What Really Defines Good Bass In Sound Reinforcement?

An Exception
I have to mention that there’s one exception to all of the above: trance music. By this I mean dance music, rave music, some kinds of techno music, and generally any kind of music that’s designed to produce an altered state of consciousness by physical bombardment of the body and senses.

If you’re into that kind of thing, then you want your bass to have a stunning effect. Such an effect is produced when each bass transient is accompanied by a blast of harmonics that shakes the room, dims the lights, masks the music, and makes people’s eyes go blurry.

If that’s what you’re after, then you’ll probably want high-distortion bass. The easiest way to get that is to use nonlinear woofers. To get more control over the phenomenon, you can use bass-distorting devices, including subharmonic generators and other evil machines.

Lots of Bass
Even outside the trance community, lots of people like lots of bass. Me, for example—I like lots of bass. But if we’re not using distortion to create the illusion of powerful bass, what then do we do? The answer is: have lots of bass headroom. If you have plenty of bass output capability, then when a real bass note comes along the system can put it out with integrity.

In other words, if you’ve really got it, you don’t have to fake it. But how do you get enough bass headroom and still stay within reasonable space and budget limits?
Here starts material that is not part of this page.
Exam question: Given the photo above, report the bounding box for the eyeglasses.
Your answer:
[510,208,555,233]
The answer: use efficient woofers. Most concert woofers are not really efficient enough to provide sufficient headroom for today’s music with today’s budgets.

Frequency Response
How low should your bass go? Here are low-frequency limits of some common musical instruments:

Four-string electric bass—-40 Hz
Five-string electric bass—-30 Hz
Standup (double) bass—-40 Hz
Normal grand piano—-27.5 Hz
Bass singer—-62 Hz
Ordinary large pipe organ—-16 Hz
Kick drum (approximately)—-60 Hz

What this table doesn’t say is where the most important frequencies of these instruments are. For a lot of bass instruments, the harmonics are louder and more important than the fundamental frequencies.

Being of higher frequency, the harmonics are more easily and quickly heard by the ear, and often contain the bulk of the melodic and rhythmic information. What we’ve found for most popular music, the most important part of the musical range is from about 60 Hz up.

The range from 40 to 60 Hz is good for enhancing the experience, but only IF you have the 60-100 Hz range working well, and if you know how to manage the energy in your mix to avoid reverberation problems in big rooms.

Useful musical content below 40 Hz is rare in concert work. It occasionally is needed for acts that feature heavy synthesizer bass. These frequencies don’t work very well with popular music in typical large concert venues.

In their endless quest for impressive specs, loudspeaker manufacturers always seem to be building woofers that put out tons of 35 to 45 Hz at the expense of fidelity and output from 60 to 100 Hz. Such woofers move a lot of air, but sound ugly.